Wo immer möglich, arbeiten wir mit der südsudanesischen Bevölkerung an ihrer Zukunft. Wir haben viel in die Wiederherstellung der Bildung investiert. Das ist in einem Land, in dem die gesamte erwachsene Generation in Kriegszeiten aufgewachsen ist, nicht einfach. In den letzten Jahren haben wir uns auf die Erholung von Landwirtschaft, Einkommen und Wirtschaft konzentriert. Der Südsudan ist ein fruchtbares Land mit einem günstigen Klima, aber während des Krieges ging viel Wissen über die Landwirtschaft verloren. Bessere Erträge, bessere Lagerung und bessere Vermarktung sorgen dafür, dass die Dörfer unabhängig werden. In einigen unserer Projektgebiete gibt es nun genügend Ernte, um Vertriebene, die dort Zuflucht suchen, aufnehmen zu können.

Humanitäre Krise

Die humanitäre Krise im Südsudan verschärft sich und breitet sich aus. Sie hat 2016 Millionen von Menschen im ganzen Land Schmerzen und Leiden bereitet. Lebensgrundlagen wurden zerstört und Menschen entwurzelt. Der Ausbruch des Konflikts im Juli 2016 in der Hauptstadt Juba breitete sich auf andere Gebiete aus, und bis Mitte Dezember 2016 wurden mehr als drei Millionen Südsudanesen entwurzelt, das sind rund 25 Prozent der Gesamtbevölkerung.

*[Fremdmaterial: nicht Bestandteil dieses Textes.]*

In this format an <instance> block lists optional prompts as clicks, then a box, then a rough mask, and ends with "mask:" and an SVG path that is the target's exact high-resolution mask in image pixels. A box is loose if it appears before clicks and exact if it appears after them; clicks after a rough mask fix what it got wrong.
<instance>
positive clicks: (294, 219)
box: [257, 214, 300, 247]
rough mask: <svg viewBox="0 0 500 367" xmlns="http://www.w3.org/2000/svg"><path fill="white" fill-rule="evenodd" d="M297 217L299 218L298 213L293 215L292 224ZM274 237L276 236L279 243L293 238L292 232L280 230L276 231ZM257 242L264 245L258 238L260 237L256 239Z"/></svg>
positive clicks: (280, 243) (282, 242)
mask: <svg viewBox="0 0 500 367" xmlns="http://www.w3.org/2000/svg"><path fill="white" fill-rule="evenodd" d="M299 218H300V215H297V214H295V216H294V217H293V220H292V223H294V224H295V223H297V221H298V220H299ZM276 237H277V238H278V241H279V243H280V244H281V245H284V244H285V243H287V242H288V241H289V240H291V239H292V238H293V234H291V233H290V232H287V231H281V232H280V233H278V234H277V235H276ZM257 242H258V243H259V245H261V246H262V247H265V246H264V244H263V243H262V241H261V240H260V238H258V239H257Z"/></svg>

Die erholungs- und entwicklungsorientierten Projekte in Äquatorialien mussten ausgesetzt oder beendet werden und ZOA musste sich wieder auf Hilfsprojekte konzentrieren. Es ist das Ziel von ZOA, treu zu bleiben und die Zielgruppe, mit der wir seit achtzehn Jahren zusammenarbeiten, nicht zu verlassen. Es ist jedoch äußerst kompliziert, die Menschen zu erreichen, da sie stetig in Bewegung sind und über viele Standorte verstreut sind.

Aktueller Projektplan

Angesichts des aktuellen Kontextes ist es das Ziel von ZOA, einen gemischten Ansatz zu verfolgen: den Ausbau der Katastrophenschutzmaßnahmen im Südsudan, während gleichzeitig die Arbeit an Wiederherstellungsprojekten fortgesetzt wird, soweit es der Kontext zulässt. Im Laufe des Jahres erschwerten mehrere plündernde Vorfälle und Evakuierungen von Außenstellen die Fortsetzung der Arbeit. Aber auch in diesem Zusammenhang konnte ZOA zwei Großprojekte mit positiven Bewertungen erfolgreich abschließen (siehe auch Seite 86). Wir waren auch sehr erfreut über die Genehmigung und erfolgreiche Startphase des von der EU geförderten Projekts in Bor, Pibor und Akobo.

Grundsätzlich wird ZOA nur in bereits vertrauten Gebiete Projekte starten, um das lokale Wissen und Netzwerk von ZOA in einem komplexen Kontext optimal zu nutzen. Ende des Jahres startete der ZOA Südsudan in Leer (Einheitsstaat) und arbeitete in Fangak, Akobo, Pibor und Bor, alle im Großraum Oberer Nil. Im Großraum Äquatorien startet ZOA den Katastrophenschutz in Lainya, dem Torit folgen kann. ZOA hat dort immer noch eine Basis, und ehemalige Mitarbeiter sind bereit, die Arbeit für ZOA wieder aufzunehmen.